Transcriptional output of the human FOXP3 locus

CD4+ regulatory T cells (TREGS) are critical for immune tolerance and the transcription factor Forkhead Box P3 (FOXP3) plays a crucial role in their differentiation and function. As for many other human genes, an alternative upstream promoter has been reported for FOXP3. This promoter is active only in TREGS and could have profound implications for the output of the locus and, therefore, for the functionality of the cell. Here, we surveyed the transcriptome of human TREGS to identify FOXP3 transcript isoforms that emanate from the alternative promoter and investigated their function. To this end, we used direct RNA sequencing, western blotting, reanalysis of public mass spectrometry data, transfection of in vitro transcribed RNA, Fluorescence-Activated Cell Sorting, and two distinct RNA smFISH technologies. We identified multiple novel FOXP3 transcriptional products, including one relatively abundant isoform with an extended 5' UTR that we named “longFOXP3”. Together, we show that the transcriptional output of the human FOXP3 locus is far more complex than that of the current annotation, and that nanopore-based methods are required to accurately discriminate between transcript isoforms.

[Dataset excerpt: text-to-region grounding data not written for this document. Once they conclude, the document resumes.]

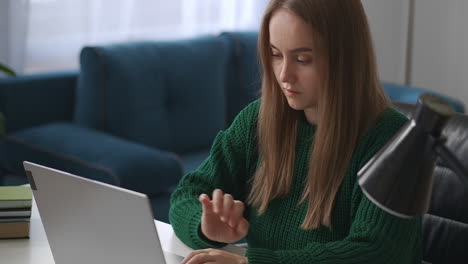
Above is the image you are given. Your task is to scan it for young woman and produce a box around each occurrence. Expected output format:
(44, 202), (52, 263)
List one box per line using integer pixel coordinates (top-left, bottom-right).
(170, 0), (422, 263)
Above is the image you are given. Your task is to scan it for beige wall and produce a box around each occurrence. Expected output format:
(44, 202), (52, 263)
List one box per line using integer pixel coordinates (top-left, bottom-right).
(362, 0), (410, 84)
(411, 0), (468, 106)
(363, 0), (468, 106)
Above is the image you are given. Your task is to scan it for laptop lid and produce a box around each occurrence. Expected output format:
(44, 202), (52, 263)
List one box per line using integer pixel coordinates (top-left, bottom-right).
(23, 161), (170, 264)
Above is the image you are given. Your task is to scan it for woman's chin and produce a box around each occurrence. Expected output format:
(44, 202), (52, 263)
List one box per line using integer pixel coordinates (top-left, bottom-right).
(286, 99), (305, 111)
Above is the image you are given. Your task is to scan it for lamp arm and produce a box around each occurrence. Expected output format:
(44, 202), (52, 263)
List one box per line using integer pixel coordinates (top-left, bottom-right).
(434, 140), (468, 186)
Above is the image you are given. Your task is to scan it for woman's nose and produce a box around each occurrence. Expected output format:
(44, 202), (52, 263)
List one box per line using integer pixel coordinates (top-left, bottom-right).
(279, 62), (296, 84)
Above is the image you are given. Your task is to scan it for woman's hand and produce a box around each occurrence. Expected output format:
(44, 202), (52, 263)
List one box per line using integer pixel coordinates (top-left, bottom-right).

Furthermore, our collective observations show that longFOXP3 is not coding and that the activity of the upstream promoter might lead to/correlates with decreased levels of FOXP3. The alternative promoter might interfere with the activity of the canonical promoter and, in this way, fine-tune the levels of FOXP3 in TREGS. Interestingly, the highly cell type-specific activity of the promoter and its potential regulatory role may offer applications as biomarker and/or therapeutic target.